The main symptoms of perioral dermatitis are:

  • Red blisters around the mouth
  • Dryness and peeling of facial skin
  • Redness of the skin
  • Itching around the mouth
  • Burning sensation on the affected skin

Sometimes, the red blisters can also appear near the nostrils or eyes. When they break, they can release a clear or pus-filled discharge.

Redness tends to worsen after stopping the use of corticosteroid ointments, or with exposure to heat, sunlight or wind. Symptoms can also worsen with make-up use, or before a period.

Online symptom checker

Perioral dermatitis is a type of dermatitis, like contact dermatitis and seborrheic dermatitis. To find out if you have dermatitis, report your symptoms below:

  1. 1. Redness and/or darkening of the skin
  2. 2. Peeling of the affected skin
  3. 3. Thickening of the skin
  4. 4. Itching and/or discomfort in the area
  5. 5. Bubbles, small blisters and/or crusts on the skin
  6. 6. Dry skin
  7. 7. Swelling of the skin
  8. 8. Wounds in the affected area

This quz is only a guidance tool, and should not be used to confirm a diagnosis, nor does it replace consultation with a dermatologist or general practitioner.

Possible causes

Perioral dermatitis does not have a specific cause, but it is believed to occur due to changes in the protective function of the skin and the immune system. It may also be a consequence of an imbalance in microorganisms that live on the surface of the skin.

Perioral dermatitis is more common in women between 15 and 45 years old, and can appear as a result of using corticosteroid ointments on the face, inhaled corticosteroids, cosmetics and facial sunscreens.

Perioral dermatitis can also sometimes be caused by seborrheic dermatitis or contact dermatitis, which is why it is important to consult a dermatologist to confirm the diagnosis and indicate the most appropriate treatment. 

Treatment options

Treatment of perioral dermatitis involves the use of ointments prescribed by the dermatologist, such as metronidazole or clindamycin. These help to reduce the inflammation and discomfort.

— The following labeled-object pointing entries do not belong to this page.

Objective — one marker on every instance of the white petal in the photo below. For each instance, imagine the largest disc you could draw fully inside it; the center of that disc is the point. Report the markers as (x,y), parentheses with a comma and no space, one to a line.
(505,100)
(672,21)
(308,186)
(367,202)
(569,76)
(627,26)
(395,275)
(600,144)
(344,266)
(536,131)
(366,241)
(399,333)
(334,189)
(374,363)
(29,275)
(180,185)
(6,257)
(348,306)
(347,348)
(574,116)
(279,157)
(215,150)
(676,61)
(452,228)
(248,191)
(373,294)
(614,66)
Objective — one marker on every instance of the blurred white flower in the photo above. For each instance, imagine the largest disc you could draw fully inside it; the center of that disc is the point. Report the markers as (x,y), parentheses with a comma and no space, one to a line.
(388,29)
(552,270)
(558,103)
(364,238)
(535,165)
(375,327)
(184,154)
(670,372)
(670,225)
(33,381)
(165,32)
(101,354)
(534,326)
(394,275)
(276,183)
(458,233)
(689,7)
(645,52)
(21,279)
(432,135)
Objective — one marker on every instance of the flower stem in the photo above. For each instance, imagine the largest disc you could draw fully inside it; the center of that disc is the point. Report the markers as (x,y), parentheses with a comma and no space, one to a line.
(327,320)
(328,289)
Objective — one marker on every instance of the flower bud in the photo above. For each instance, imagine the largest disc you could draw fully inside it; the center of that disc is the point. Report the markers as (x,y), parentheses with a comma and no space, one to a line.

However, if the ointments are not effective, the doctor may prescribe oral antibiotics with anti-inflammatory properties, such as tetracycline or doxycycline. These are typically taken for prolonged periods, ranging from 2 to 3 months.

Ointments for perioral dermatitis

Ointments for perioral dermatitis that are initially prescribed for treatment will typically contain metronidazole, clindamycin, erythromycin, sulfur or azelaic acid in their composition. It may take a few weeks before they take any noticeable effect. 

Sometimes the dermatologist may also prescribe the use of oral antibiotics at the beginning of treatment to reduce skin inflammation more quickly.

Furthermore, it is important to avoid using ointments containing corticosteroids when treating perioral dermatitis, as they can worsen symptoms.

Home remedies

Home remedies for perioral dermatitis that can complement medical treatment include:

  • Do not use corticosteroid ointments without medical advice
  • Try to identify possible triggers of dermatitis, such as heat, wind, sunlight, moisturizing creams, skin cleansers or toothpastes
  • Avoid using products that may be worsening dermatitis, especially until the peeling and redness of the skin improves
  • Wear caps and sunglasses to protect your skin from the sun
  • Avoid hot environments, and keep the house airy and ventilated

Additionally, compresses with boric acid water, thermal water or iced chamomile tea, which have anti-inflammatory properties, can also be recommended to complement the treatment recommended by the dermatologist.